Art News and Other Things

It’s Art Fair Season Again

Seen at an Art Fair

It’s Art Fair season! It’s almost summer and with summer comes art fairs, craft festivals, music festivals with art, and everything in between.

Are you someone who likes to buy art but are frustrated with the outdoor art festival scene?

I understand, and I think I know why many people are frustrated. There has been a gradual “cheapening” of fine art at art festivals in the last 10 years, and there is less quality fine art to choose from. I saw this trend happening as I was an artist who participated in art fairs, mainly in two different states; one in the North and one in the South. I sold art at most of these fairs, and some of them were very successful for me. However, gradually the sales tapered down as I could see the public was expecting lower prices and more crafty, gadgety, commercial things for sale at the art fairs, instead of real, original fine art.

At the same time, entering the art fair was very expensive, and it’s even more expensive today. Then there is the expense of all the damage to your equipment and your frames and artwork that you have to fix when the art fair is over. During an art fair your art might be dropped, touched, licked (yes, licked), scratched, blown down, blown away, rained on, smeared with dirt or food, or even completely destroyed. It’s very difficult to come away from an art fair with no damage to anything you have displayed or used to displayed your art. Obviously, when a painting you have made is worth a lot of money and represents a lot of your work and time, you don’t want it destroyed just because you decided to hang it outside in an art fair.

That is a big reason I developed Fine Art South, an online gallery where I don’t have to worry about my artwork getting destroyed because it’s being moved arond around and left to the whims of whoever walks by it after it’s hung up on my precarious metal walls basically outside.

Everyone shops for everything online – why not art?

The great outdoors is not an environment that’s any good for any art. Think of it this way: after you have spent $600 or more on a painting, would you even consider hanging it outside for 2 or 3 days?
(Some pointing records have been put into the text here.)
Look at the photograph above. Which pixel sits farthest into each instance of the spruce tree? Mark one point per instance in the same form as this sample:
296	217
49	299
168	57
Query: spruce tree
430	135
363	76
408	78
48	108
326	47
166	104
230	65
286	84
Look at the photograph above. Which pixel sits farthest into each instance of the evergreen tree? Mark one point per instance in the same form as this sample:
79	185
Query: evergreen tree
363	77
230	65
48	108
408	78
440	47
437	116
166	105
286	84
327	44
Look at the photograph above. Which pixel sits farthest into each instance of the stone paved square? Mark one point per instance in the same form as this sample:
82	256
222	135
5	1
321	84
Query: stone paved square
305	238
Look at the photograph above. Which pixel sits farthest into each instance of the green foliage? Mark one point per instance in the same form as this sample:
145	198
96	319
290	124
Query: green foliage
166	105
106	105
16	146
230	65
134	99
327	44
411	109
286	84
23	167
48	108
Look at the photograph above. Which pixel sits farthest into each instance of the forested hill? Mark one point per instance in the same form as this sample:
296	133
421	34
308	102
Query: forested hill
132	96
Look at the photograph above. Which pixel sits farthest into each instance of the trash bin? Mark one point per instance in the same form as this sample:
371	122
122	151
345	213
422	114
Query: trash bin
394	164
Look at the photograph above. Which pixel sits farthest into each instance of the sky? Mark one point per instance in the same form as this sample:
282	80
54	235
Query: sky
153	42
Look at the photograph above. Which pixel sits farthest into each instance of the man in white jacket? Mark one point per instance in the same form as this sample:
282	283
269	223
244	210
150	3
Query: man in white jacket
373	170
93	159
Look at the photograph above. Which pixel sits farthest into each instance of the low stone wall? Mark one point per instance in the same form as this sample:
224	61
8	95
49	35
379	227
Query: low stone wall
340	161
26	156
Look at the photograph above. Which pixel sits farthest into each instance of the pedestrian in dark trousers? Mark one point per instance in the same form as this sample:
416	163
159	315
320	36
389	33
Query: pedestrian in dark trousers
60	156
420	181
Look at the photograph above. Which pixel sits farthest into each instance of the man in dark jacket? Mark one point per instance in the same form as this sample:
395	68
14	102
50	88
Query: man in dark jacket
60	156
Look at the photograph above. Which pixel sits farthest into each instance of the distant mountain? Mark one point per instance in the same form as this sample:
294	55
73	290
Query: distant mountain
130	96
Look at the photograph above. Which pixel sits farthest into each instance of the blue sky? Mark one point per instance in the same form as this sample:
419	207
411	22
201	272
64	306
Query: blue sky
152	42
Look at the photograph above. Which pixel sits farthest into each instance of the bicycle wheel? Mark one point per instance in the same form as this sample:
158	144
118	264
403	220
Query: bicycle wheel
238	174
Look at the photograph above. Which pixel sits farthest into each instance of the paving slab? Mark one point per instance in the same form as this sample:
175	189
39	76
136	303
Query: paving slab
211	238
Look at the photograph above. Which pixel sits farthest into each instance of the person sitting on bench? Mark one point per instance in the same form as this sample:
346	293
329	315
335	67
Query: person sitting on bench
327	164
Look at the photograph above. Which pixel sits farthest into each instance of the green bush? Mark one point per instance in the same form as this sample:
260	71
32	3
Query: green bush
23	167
Or even just packing it up and driving it around in your car (with a lot of stuff stacked on top of it) for a few days? Especially in humid or extremely hot weather? Of course you would not want to do that to something valuable. You’d want to protect it and keep it from being ruined, so you’d probably want to keep it inside, in one place!

This is why so many artists are no longer participating in outdoor or even indoor art shows. It’s a good way to damage artwork. 

There is another less discussed reason that many artists no longer want to participate in annual outdoor art and music festivals. You are associating your fine art with a series of commercial products that you would not want associated with your artwork if you had a choice. The problem with art festivals is that you have no say in where they put you. One year I was between a man who carved cutting boards and wooden pens, and two women who made flavored olive oil. Now if I was to pick an art gallery or even just a nice store to put my artwork in, I would not choose one that sold olive oil and cutting boards, because by association, that lowers the perceived value of my artwork and confuses people. Also, I was selling artwork that was much more expensive than a $25 cutting board or a $25 bottle of olive oil. It lessened the perception of what my paintings should actually cost in the eyes of the public.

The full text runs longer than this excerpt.